There is nothing like meeting poverty, needs and resilience in the face to spur you on and nothing like the feeling of actually being able to do something about them, to give your life its real meaning. My name is Annie O’Connor, the founder of the kanga project, a registered UK charity (1119375). My story is not much different from those of the people who started the many small charities in the UK that are helping small communities or even just schools in Africa but I hope it inspires you to join me. I certainly could do with some help.
I have been “in love with Africa and its people” since an incident that happened when I was about 8 or 9 years old in the early 1960′s. My sister, who had recently started secondary school came home one day with a letter, photo and a bag of coffee beans that had been sent to her by her new penpal from the Ivory Coast. I must explain that I was born in France and that the Ivory Coast, a French colony had just become independent and that it had become fashionable to have an African penpal. The picture was passed around and it showed a family in magnificent traditional dress posing in a photographic studio; I can still see it in my head. But that is not why I fell in love with Africa. I fell in love with Africa and especially its people because of the reaction of my family to the picture. I am ashamed to say that they all had a good laugh. May be it was not malicious, may be it was just ignorance, after all it was the 1960′s (and I do know their attitude has changed) but to me, even then, it was an insult. Since then I have been “on their side”, interested in their struggles and dreaming to visit one day. Unfortunately life has a habit of getting in the way of dreams and it was not until 2004 that I realised it.

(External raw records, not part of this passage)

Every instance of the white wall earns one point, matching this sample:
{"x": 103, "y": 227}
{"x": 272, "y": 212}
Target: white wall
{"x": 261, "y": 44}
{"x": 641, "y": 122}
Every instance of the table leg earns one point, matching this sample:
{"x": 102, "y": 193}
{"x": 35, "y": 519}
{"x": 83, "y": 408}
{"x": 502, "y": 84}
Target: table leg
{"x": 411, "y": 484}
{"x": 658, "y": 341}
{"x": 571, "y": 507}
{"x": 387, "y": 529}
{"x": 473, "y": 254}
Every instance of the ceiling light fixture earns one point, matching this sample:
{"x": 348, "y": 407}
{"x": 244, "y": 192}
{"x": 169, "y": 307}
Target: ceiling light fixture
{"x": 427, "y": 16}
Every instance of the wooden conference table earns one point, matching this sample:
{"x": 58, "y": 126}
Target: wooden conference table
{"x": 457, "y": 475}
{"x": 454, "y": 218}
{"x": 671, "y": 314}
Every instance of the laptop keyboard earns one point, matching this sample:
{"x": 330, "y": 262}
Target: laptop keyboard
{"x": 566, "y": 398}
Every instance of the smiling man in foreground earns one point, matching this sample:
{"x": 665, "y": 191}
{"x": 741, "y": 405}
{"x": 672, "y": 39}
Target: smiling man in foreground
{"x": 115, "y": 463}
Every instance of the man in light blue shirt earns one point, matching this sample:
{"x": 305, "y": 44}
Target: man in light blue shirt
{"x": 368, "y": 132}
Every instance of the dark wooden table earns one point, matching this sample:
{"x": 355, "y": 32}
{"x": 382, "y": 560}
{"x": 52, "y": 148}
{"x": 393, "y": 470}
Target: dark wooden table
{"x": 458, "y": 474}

By then I had moved and settled in the UK, married, had two daughters, divorced and between bringing up young children and working full time, life had taken on a boring regularity. In my mid 40′s, I read a book by Dervla Murphy called “In Ethiopia with a mule” and the stirring to travel resurfaced, (I have since then read nearly all of her fascinating books). As the girls were needing me less and less I started to think of studying again, hoping that I could move into the world of aid agencies as my interest in issues of development and in particular in relation to Africa was no longer just that, I wanted to know more and do more. I enrolled with the Open University for a degree in International Studies that was to take 6 years as I was doing it part time. By the end of year 3, I put my name down for voluntary redundancy and a dear colleague said. “Now you can take that trip to Africa and see what it’s really like”, “you’ve bored us enough with it” she added laughing. Within days I had booked myself on a volunteer trip of 6 weeks, destination Tanzania. Well, you didn’t think I’d go in a 4* hotel on a white sandy beach in Kenya did you? I wanted to see the real Africa. I knew it was going to change my life and I was prepared for that, but I did not think it would happen so quickly, and I certainly had not banked on meeting the charismatic Gloria Nkungu…….
Gloria, a single mother of two who teaches English in a primary school was then teaching Swahili to foreigners. She was also studying Internal Relations and Public Administration at the University of Dar Es Salaam. Then, in her late 30′s she had developed an interest in Political Science and as part of her studies she had spent time working at the Department of Poverty Eradication Unit in Dar Es Salaam. This experience had widened her insight into policies that are concerned with poverty and the means of developing, monitoring and evaluating these policies. We seemed to have a lot in common; single mothers, late students and a deep wish to make a difference; we even share the same birth sign. Gloria wanted to help rural women because she felt they were the ones with the least choices and the hardest lives. I had seen old women scavenging for seeds and roots, I had seen a woman, helpless to help her very sick child, I had seen the despair in their eyes; but I had also seen their strength, generosity, curiosity and resilience. So I did not need much convincing
“African educated women should aspire to initiate more support to alter the difficult situation of the poor women in their communities and beyond. When I look at the people around me I see an intelligent, hard-working, warm community that deserves the chance to find a way out of poverty. Many of the women in Tanzania are living on less than one dollar a day, working every daylight hour in an attempt to house, feed and clothe their children. I want to find a way for these women to develop into the successes they could be. I believe that many of the problems Tanzanian women face are due to a lack of education and little understanding of how they can develop themselves and their businesses and so improve their quality of life.” The seeds were sown that October 2004.
“I’ll see what I can do” were my last words to Gloria before returning to the UK. Within a few months Gloria had set up an organisation, the Rural Women Development Association (RWDA) and, in between work, family and finishing our degrees we managed to get started. In 2007 I ran out of friends, acquaintances and family arms I could squeeze and so I registered a charity to help me with raising funds. I don’t know if you’d agree but I thought that calling it Rural Women Development Association too would have been too much of a mouthful. So I settled for the kanga project as I also wanted our new charity to be a celebration of African Women’s uncrushable hope for the future and of their ingenious resourcefulness in the face of seemingly insurmontable problems. They constantly strive at becoming more independent, more skilled, more knowledgeable and that drive is only matched by their huge capacity to love, to laugh, to be beautiful, drapped in their vibrant traditional kangas. From the simply wrapped up versions to the tailored ones, kangas are the visual trademark of what it is to be an African woman and it seemed fit to make it our own trademark.